On a rhetoric of dreaming: thoughts about a Freudian insight of Emile Benveniste

2018.09.29 | By Gregory Nagy

§0. Sigmund Freud, in his book about the analysis of dreams, Die Traumdeutung (first published in 1899), found that the human unconscious, in dreams, can obliterate the difference between a given meaning and the opposite of that meaning. Influenced by the theories of Karl Abel (1884), Freud thought that such a mental pattern of obliteration, viewed as a kind of confusion, could be traced back to “primitive” phases of human language—where speakers get confused in referring to opposites. This view was challenged in an essay by Émile Benveniste (1966), whose linguistic approach to the analysis of dreams led him to argue, differently, that whatever is dreamed by the unconscious dreamer has a system of its own, related to the system of language as spoken by the conscious speaker. A dream, Benveniste argued further, can even have a rhetoric of its own.

§1. Benveniste was hardly the first linguist to show that there is no evidence to support the idea of self-contradictory meanings in “primitive” languages. But he can be credited with having made the best argument against the more basic idea of “primitive” languages. As Benveniste showed, all languages in all attested phases of their history are in fact systematic, not self-contradictory. Such an understanding of language as a system, however, did not stop Benveniste from engaging with Freud’s discovery procedures, and he even accepted the Freudian observation that the human unconscious, in dreams, occasionally cancels the difference between a given meaning and the opposite of that meaning. So, to that extent, we could say that the thinking of Benveniste here is Freudian. But now we come to a big difference: unlike Freud, Benveniste thought that the occasional cancellation of oppositions in meaning while we dream needs to be analyzed in terms of fusion, not confusion. I am using these terms fusion and confusion here to indicate a distinction between what is systematic and what is unsystematic. For Benveniste, a cancellation of oppositions in meaning when we dream is just as systematic as the active working of these same oppositions in language as spoken when we are awake. In brief, then, the Freudian insight of Benveniste is simply this: dreams can be analyzed linguistically, not only psychoanalytically.
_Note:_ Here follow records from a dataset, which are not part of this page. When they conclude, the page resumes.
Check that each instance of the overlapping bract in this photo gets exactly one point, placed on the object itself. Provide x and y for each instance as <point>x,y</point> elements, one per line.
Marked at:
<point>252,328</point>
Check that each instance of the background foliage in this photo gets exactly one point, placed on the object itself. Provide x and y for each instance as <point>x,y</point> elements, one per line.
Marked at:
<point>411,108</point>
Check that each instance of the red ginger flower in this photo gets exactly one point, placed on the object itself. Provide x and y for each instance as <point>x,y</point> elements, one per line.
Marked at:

§2. The linguistic analysis of dreams can be extended far beyond the study of the mental phenomenon that we have considered so far, where the mind cancels oppositions in meaning. At the conclusion of his essay on Freudian psychoanalysis as enhanced by a linguistic analysis of dreams, Benveniste offers a most suggestive list of further mental phenomena, as experienced in dreams, that can likewise be analyzed linguistically. And such linguistic analysis can become specialized, in that the language of dreams can be analyzed as special language—not just everyday language. Such special language can be seen as “rhetoric”—which is what Benveniste called it at the end of his essay—but it is clear from his usage that he intended such “rhetoric” to include the mechanics and aesthetics of poetry as well as prose—even of song as well as poetry.
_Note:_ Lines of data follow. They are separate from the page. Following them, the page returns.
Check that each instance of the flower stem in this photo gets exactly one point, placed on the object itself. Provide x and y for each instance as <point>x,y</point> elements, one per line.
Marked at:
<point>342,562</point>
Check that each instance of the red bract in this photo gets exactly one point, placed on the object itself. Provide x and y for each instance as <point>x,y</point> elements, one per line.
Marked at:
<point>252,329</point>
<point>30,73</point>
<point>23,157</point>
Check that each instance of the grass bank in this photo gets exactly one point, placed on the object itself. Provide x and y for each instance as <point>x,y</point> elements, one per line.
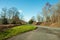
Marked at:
<point>16,30</point>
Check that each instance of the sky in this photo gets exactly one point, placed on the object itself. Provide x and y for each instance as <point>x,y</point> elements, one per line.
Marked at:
<point>28,8</point>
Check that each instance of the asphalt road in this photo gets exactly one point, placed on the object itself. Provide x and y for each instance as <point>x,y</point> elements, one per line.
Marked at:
<point>41,33</point>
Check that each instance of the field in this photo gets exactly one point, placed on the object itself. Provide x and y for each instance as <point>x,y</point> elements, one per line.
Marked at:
<point>16,30</point>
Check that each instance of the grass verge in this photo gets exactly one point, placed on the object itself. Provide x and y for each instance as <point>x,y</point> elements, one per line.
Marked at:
<point>16,30</point>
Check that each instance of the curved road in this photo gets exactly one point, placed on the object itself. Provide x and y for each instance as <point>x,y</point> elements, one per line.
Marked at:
<point>41,33</point>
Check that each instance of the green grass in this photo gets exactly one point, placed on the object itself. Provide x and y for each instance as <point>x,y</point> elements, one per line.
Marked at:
<point>16,30</point>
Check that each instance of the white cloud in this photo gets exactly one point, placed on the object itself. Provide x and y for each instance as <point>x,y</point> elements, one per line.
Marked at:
<point>20,11</point>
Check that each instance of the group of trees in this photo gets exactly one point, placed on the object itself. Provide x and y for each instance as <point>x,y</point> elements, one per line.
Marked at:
<point>51,13</point>
<point>9,16</point>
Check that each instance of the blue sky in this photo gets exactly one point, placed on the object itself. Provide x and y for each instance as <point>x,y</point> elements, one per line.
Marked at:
<point>29,8</point>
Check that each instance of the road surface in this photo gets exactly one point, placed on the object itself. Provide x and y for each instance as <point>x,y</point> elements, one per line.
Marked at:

§3. In his all-too-brief list of “rhetorical” devices, Benveniste used terminology found in schoolbooks of rhetoric. The list is eclectic, since he limited his inventory to phenomena related to the psychoanalytic idea of “taboo.” Here is his list, which I present in a different order by starting with the phenomenon that had inspired the writing of his essay in the first place: antiphrasis, euphemism, allusion, preterition, litotes. In a separate posting that I hope to produce for another occasion, I will analyze further, from the standpoint of linguistics, these as well as other traditional terms of rhetoric as applied to the analysis of dreams. I will also apply these same terms while selectively analyzing various devices used in prose, poetry, song—and even in the visual arts, including film making.
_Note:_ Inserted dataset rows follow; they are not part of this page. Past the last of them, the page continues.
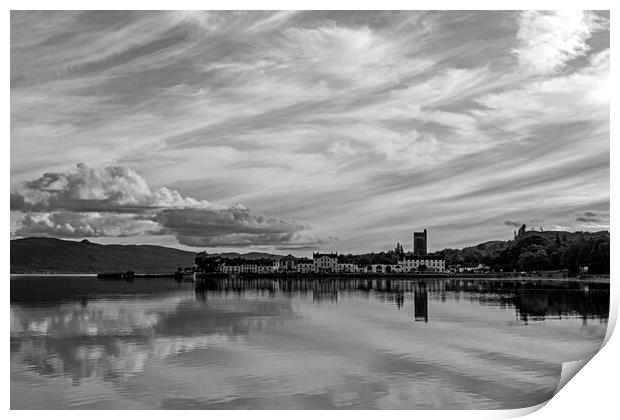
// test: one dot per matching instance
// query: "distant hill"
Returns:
(47, 255)
(536, 250)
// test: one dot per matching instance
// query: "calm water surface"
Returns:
(79, 342)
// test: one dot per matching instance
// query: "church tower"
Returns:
(419, 243)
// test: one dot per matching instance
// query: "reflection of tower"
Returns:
(420, 302)
(419, 243)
§4. With regard to the art of film making, I note here in closing a “rhetorical” device that I will call, for the moment, retardation. In film, this device is more simply known as slow motion, which produces a mental effect that I described as “dreamlike” and even “dreamy” in the posting for 2018.09.22. The effect of slow motion in the film that I analyzed in that posting can be seen as the making of a “good dream.” But of course the same kind of effect can make a “bad dream.” I am thinking here of the very first time I ever saw on film the use of slow motion as a way of representing an intensification of violence. It happened many years ago, when I first saw the “Death Scene” in Bonnie and Clyde, a film released in 1967, directed by Arthur Penn and starring Faye Dunaway and Warren Beatty. The representation of horrific violence by way of slow motion has by now become such a cliché in film making that the primal effect is lost, or at least bleached. But I still remember most colorfully as a first impression the bad dream, as it were, of seeing the horror and the pity of that violent Death Scene for the very first time.

After Bonnie and Clyde, directed by Arthur Penn (1967): the Death Scene.
After Bonnie and Clyde, directed by Arthur Penn (1967): the Death Scene.

 

 


Bibliography

Abel, K. 1884. Über den Gegensinn der Urworte. Leipzig.

Benveniste, E. 1966. “Remarques sur la fonction du langage dans la découverte freudienne.” Problèmes de linguistique générale I 75–87. Paris.

Freud, S. 1899. Die Traumdeutung. Leipzig.